My problem: I am developing a Spark extension and I would like to perform tests and performance at scale before making the changes public. Currently such tests are a bit too manual: I compile & package my libraries, copy the jar files to a cluster where I have a private Spark deployment, restart Spark, then fire tests and benchmarks by hand. After each test I manually inspect logs and console output.
Could someone with more experience offer hints on how to make this more automatic? I am particularly interested in:
Ability to integrate with Github & Jenkins. Ideally I would only have to push a commit to the GitHub repo, then Jenkins would automatically pull and build, add the new libraries to a Spark environment, start Spark & trigger the tests and benchmarks, and finally collect & make output files available.
How to run and manage the Spark cluster.
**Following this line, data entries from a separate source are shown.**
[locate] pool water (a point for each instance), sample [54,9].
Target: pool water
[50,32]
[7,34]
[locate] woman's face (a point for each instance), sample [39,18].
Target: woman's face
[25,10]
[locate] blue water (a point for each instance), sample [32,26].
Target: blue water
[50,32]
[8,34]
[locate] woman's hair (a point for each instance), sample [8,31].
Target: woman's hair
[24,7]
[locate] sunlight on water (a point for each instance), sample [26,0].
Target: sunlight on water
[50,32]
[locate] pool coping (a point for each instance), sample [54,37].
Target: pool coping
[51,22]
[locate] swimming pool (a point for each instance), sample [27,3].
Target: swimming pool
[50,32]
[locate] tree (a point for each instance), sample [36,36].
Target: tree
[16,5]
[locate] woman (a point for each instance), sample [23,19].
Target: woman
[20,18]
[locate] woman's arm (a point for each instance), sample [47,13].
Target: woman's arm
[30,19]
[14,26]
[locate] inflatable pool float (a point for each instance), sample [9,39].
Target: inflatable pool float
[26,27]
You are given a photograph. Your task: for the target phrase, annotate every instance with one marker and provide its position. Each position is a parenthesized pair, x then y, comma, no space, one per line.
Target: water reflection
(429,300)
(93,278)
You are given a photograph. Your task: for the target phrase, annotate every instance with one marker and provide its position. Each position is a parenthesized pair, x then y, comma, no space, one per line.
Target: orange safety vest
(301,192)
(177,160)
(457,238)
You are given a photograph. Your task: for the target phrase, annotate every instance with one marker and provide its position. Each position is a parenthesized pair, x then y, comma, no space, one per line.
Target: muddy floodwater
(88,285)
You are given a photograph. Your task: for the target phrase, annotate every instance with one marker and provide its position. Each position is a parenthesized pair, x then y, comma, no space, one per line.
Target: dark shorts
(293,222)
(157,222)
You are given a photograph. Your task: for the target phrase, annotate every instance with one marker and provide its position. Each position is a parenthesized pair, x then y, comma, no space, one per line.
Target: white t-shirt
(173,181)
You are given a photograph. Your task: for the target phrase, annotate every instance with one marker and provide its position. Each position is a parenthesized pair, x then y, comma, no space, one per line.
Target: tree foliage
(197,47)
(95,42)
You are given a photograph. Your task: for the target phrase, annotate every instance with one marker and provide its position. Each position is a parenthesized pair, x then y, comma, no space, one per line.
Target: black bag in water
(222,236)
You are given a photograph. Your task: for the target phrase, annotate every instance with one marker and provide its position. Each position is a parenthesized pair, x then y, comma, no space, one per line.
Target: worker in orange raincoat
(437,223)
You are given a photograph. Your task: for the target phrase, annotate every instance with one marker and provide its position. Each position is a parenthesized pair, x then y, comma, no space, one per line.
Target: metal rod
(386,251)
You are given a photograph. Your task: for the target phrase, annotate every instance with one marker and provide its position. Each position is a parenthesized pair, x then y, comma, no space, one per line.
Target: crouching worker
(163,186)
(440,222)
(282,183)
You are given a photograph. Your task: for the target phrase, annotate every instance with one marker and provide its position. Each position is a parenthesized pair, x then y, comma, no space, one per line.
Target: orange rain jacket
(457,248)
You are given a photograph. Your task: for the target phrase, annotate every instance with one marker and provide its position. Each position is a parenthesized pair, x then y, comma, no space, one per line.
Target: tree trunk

I see a number of options:
a) continue with having a single Spark installation: The test framework would update my jar files, restart Spark so the new libraries are picked up and then run the tests/benchmarks. The advantage would be that I only have to set up Spark (and maybe HDFS for sharing data & application binaries, YARN as the resource manager, etc) once.
b) run Spark in containers: My cluster would run a container management system (like Kubernetes). The test framework would create/update the Spark container image, fire up & configure a number of containers to start Spark, submit the test/benchmarks and collect results. The big advantage of this is that multiple developers can run tests in parallel and that I can test various versions of Spark & Hadoop.